I’m running filter on an interable and want to store the result in a sequence (I need a sequence so that I can use random.choice on it). I noticed that creating a set from a filter object is a lot faster than creating a list or a tuple. Why is that? I first though that the filter type is a subtype of set, which would explain this, but the filter function is actually identical to a generator expression, so it cannot really be a set internally.
I ran the following test to check the speed:
import time
def test ( n, seq ):
for method in ( set, list, tuple ):
t = time.time()
for i in range( n ):
method( seq )
print( method.__name__, ( time.time() - t ) )
someFilter = filter( lambda x: x % 3 == 0, range( 1000 ) )
test( 10000000, someFilter )
And the results were speaking clearly for using a set:
set 1.9240000247955322
list 8.82200002670288
tuple 7.031999826431274
So why is creating a set from a filter so much faster? Shouldn’t it usually take as long as creating a set from a sequence, where every element has to be hashed? Or is it somehow getting a boost from the internal filter representation?

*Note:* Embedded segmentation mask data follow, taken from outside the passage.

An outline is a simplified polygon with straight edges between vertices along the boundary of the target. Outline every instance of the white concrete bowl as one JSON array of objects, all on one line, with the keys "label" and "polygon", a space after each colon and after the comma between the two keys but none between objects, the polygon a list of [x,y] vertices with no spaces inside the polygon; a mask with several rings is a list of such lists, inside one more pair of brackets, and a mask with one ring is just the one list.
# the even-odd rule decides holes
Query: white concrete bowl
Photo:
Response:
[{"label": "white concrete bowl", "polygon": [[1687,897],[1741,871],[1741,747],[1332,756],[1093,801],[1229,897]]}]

For comparison, when running the test on a range expression, set takes about twice as long as list and tuple (which are both nearly identical in speed).
edit:
Sven’s answer is totally right, but for the completeness an updated test that will run on an actual filter:
import time
def testFilter ( n, test, rangeSize ):
for method in ( set, list, tuple ):
t = time.time()
for i in range( n ):
method( filter( test, range( rangeSize ) ) )

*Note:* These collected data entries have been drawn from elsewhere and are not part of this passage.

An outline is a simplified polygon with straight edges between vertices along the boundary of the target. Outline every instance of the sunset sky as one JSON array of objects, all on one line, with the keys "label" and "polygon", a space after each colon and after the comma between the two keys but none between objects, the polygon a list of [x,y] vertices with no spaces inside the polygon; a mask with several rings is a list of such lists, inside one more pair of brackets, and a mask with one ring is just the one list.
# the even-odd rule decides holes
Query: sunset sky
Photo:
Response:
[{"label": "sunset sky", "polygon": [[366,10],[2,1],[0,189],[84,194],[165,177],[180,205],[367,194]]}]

print( method.__name__, ( time.time() - t ) )
testFilter( 100000, lambda x: x % 3 == 0, 1000 )
The result actually shows what makes more sense with list and tuple both being the fastest, although set isn’t really slower, so it won’t make any difference what to use:
set 27.868000030517578
list 27.131999969482422
tuple 27.138000011444092
filter()returns an iterator in Python 3, and this iterator will be consumed on the first run of the inner for-loop. After that, you are only measuring the speed of the contructor — that’s why you have to repeat it so often to make it consume at least a bit of time.So it seems that the constructor of
set()is the fastest one in dealing with an empty iterator.